Speaking last Thursday, with the Olympics Opening Ceremonies less than 24 hours away, Langenbrunner said he’s focused on both the NHL and representing his country.
“It’s been tough staying focused on the job I get paid to do with my team [New Jersey Devils] and the honor of going to the Olympics. I’m also really excited to see my friends and family who’ll be there too. So it’s a bit difficult putting that excitement aside to focus on our games before the break, but who wouldn’t get excited turning on the TV and seeing the guys on SportsCenter talking about the Olympics?”
Langenbrunner also represented the United States in the 1998 Winter Olympics.
“I went to the first one as a replacement at the last minute for an injured guy and it was kinda just a whirlwind where I don’t think I realized where I was going or what I was doing. This time around I had some time to prepare and get into the excitement around the event, which made it a lot better for me. You know you’re going and you can bring your family along, which makes all the difference. This time is different—I’m captain now and, along with the older guys, I’ve been asked to lead. We’ve got a lot of experience to share with the younger guys. Last time I was a 22-year-old kid who didn’t know what was going on.”

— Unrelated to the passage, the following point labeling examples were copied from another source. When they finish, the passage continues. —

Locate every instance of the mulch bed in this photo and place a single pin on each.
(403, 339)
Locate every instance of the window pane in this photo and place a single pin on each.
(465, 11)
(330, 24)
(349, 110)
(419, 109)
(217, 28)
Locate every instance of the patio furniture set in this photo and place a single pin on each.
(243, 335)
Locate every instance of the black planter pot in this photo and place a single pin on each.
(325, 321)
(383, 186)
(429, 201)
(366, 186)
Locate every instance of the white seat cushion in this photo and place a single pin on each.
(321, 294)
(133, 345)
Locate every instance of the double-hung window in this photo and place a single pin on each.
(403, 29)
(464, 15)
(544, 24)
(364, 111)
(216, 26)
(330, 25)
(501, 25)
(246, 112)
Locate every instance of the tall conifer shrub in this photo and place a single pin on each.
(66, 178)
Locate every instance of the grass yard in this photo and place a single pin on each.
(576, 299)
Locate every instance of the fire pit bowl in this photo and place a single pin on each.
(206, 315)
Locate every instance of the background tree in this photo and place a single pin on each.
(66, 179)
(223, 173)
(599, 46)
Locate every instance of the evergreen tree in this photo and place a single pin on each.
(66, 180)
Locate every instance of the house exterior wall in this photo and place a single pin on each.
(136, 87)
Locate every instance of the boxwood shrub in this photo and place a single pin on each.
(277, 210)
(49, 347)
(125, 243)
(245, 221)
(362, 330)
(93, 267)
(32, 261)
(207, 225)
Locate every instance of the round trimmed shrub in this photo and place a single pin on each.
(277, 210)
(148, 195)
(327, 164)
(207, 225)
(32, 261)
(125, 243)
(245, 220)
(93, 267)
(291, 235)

Though everyone’s getting in tune with the “Captain America” nickname now, Langenbrunner says it was fellow Devil and Team USA teammate Zach Parise who first bestowed it upon him.
|Photo: Getty/New Jersey Devils|
Though his brother may be the bigger comic fan, Langenbrunner’s up to date on all his Marvel movies. “I enjoyed the 'Iron Man' movie a lot but my favorite has to be 'Spider-Man'—I enjoyed all those films. He’s a great character and I like his ability to almost fly—I know he can’t, but it’s close enough. I always thought that flying would be a neat power—the freedom would be amazing but the way Spider-Man throws himself around and can use his body is cool.”
And asked if he’d like Spidey as a teammate, Langenbrunner laughs, “Yeah, of course. He’d be pretty elusive out there—the other guys couldn’t stop him!”
Speaking of new teammates, the New Jersey Devils just made arguably the biggest trade of the NHL season by acquiring superstar Ilya Kovalchuk. “It’s great—we’re adding of the most dynamic offensive players in the league. We’ve been struggling a bit lately but now we’ve got a whole new dynamic the team’s never seen before. We’ve increased our depth in scoring and we have some guys that are dangerous players one on one. We’re totally focused on winning the Cup and adding him has excited the group. It also shows us that management believes we can go all the way.”
Langenbrunner’s been successful this year too, captaining the Devils to one of the top spots in the NHL’s Eastern Conference, but he’s reticent to name a favorite moment. “Hopefully it’s yet to come” he laughs, alluding to another Stanley Cup championship. “Individually, it’s gotta be when I scored my first NHL hat trick in Minnesota [on January 3, 2010]. That was pretty enjoyable. But from a team perspective I don’t think we’ve had our best moment yet. It’s been a solid season but I think we have our eyes on something bigger.”
If that focus ever shifted from hockey to super heroics, Langenbrunner’s quick to describe the rather “invincible” hero he’d want to be. “Being Iron Man seems like a pretty good gig. He seems to have both sides of his life going pretty well. He’s got it all going on, doesn’t have problems about money, his job or having fun. Sounds pretty great to me!”